For example in Java with Selenium WebDriver:
String response = driver.executeAsyncScript("const callback = arguments[arguments.length - 1];(" + processPage + ")().then(JSON.stringify).then(callback, function(err) {callback(err.stack || err.toString())})";
Note for Selenium WebDriver users: The return value must not include objects with the property nodeType. Browser drivers interpret those as HTML nodes, and thus corrupt the result. A possible remedy to this is to JSON.stringify the result before sending it back to the calling process. That's what we're doing in the example above.
The processPage script
Arguments
One single argument with the following properties:
processPage({
doc = document,
showLogs,
useSessionCache,
dontFetchResources,
fetchTimeout,
skipResources,
compressResources,
serializeResources,
})
doc - the document for which to take a snapshot. Default: the current document.
showLogs - toggle verbose logging in the console
useSessionCache - cache resources in the browser's sessionCache. Optimization for cases where processPage is run on the same browser tab more than once.
dontFetchResources - dont fetch resources. Only return resourceUrls and not blobs.
fetchTimeout - the time it takes to fail on a hanging fetch request for getting a resource. Default: 10000 (10 seconds)
skipResources - an array of absolute URL's of resources which shouldn't be fetched by processPage.
compressResources - a boolean indicating whether to use the deflate algorithm on blob data in order to return a smaller response. The caller should then inflate the blobs to get the value.
serializeResources - a boolean indicating whether to return blob data as base64 strings. This is useful in most cases since the processPage function is generally run from outside the browser, so its response should be serializable.
Return value
This script receives a document, and returns an object with the following:
url - the URL of the document.
cdt - a flat array representing the document's DOM in CDT format.
resourceUrls - an array of strings with URL's of resources that appear in the page's DOM or are referenced from a CSS resource but are cross-origin and therefore could not be fetched from the browser.
blobs - an array of objects with the following structure: {url, type, value}. These are resources that the browser was able to fetch. The type property is the Content-Type response header. The value property contains an ArrayBuffer with the content of the resource.

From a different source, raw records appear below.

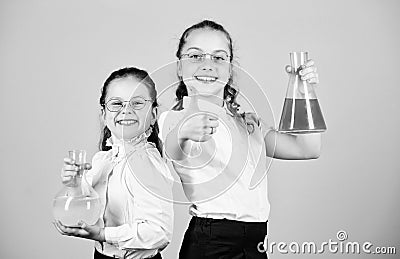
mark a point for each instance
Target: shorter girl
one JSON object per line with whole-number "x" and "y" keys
{"x": 128, "y": 173}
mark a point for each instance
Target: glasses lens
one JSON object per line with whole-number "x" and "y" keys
{"x": 114, "y": 105}
{"x": 138, "y": 103}
{"x": 196, "y": 57}
{"x": 220, "y": 58}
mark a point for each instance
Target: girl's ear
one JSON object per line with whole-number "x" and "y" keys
{"x": 103, "y": 116}
{"x": 154, "y": 115}
{"x": 179, "y": 68}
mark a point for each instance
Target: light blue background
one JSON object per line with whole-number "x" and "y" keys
{"x": 55, "y": 55}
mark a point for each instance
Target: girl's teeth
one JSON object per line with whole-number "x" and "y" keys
{"x": 126, "y": 122}
{"x": 207, "y": 79}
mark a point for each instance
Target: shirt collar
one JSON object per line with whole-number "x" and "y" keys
{"x": 120, "y": 147}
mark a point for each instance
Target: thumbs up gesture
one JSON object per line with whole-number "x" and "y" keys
{"x": 197, "y": 125}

frames: an array with objects which recursively have the same structure as the processPage return value: {url, cdt, resourceUrls, blobs, frames}.
srcAttr - for frames, this is the original src attribute on the frame (in use by Selenium IDE Eyes extension)
crossFrames - an array of objects with the following structure: {selector, index}. The selector field has a value of css selector (strings) that point to cross origin frames. The index is an index (number) of frame node in a cdt array, this could be useful to override src attribute once dom snapshot is taken. The caller can then call processPage in the context of those frames in order to build a complete DOM snapshot which also contains cross origin iframes.
selector - a css selector (string) for the frame (only for iframes). This is helpful to construct the full frame chain that leads to cross origin iframes on the caller side.
The script scans the DOM for resource references, fetches them, and then also scans the body of css resources for more references, and so on recursively.
processPagePoll
This function calls processPage and returns immediately. Then pollResult should be called (or any of the ...Poll script variations, for backwards compatibility) to get the polling result.
Arguments
This function accepts the same arguments as processPage, with one additional parameter:
chunkByteLength - this will cause additional polling after the snapshot is ready, and will transfer the result in chunks, with the chunk size specified. Default: undefined.
For example, to pass a maximum chunk size of 256MB:
procesPagePoll({chunkByteLength: 1024 * 1024 * 256})
Return value
The polling result is a stringified JSON object, which is of the following shape:
{
status: string,
error: string,
value: object
}
Status could be one of:
- "SUCCESS" - there's a
value field with the return value
- "ERROR" - there's an
error field with the result
- "WIP" - internal status, handled by
pollResult to continue polling until "SUCCESS" or "ERROR" are received.
- "SUCCESS_CHUNKED" - internal status, handled by
pollResult to continue polling until the entire value is received (used with chunkByteLength).
pollResult
returns the poll result - an object with the same shape as processPagePoll.
Testing
- yarn test
- cd ../core && yarn test:it -b -g snapshot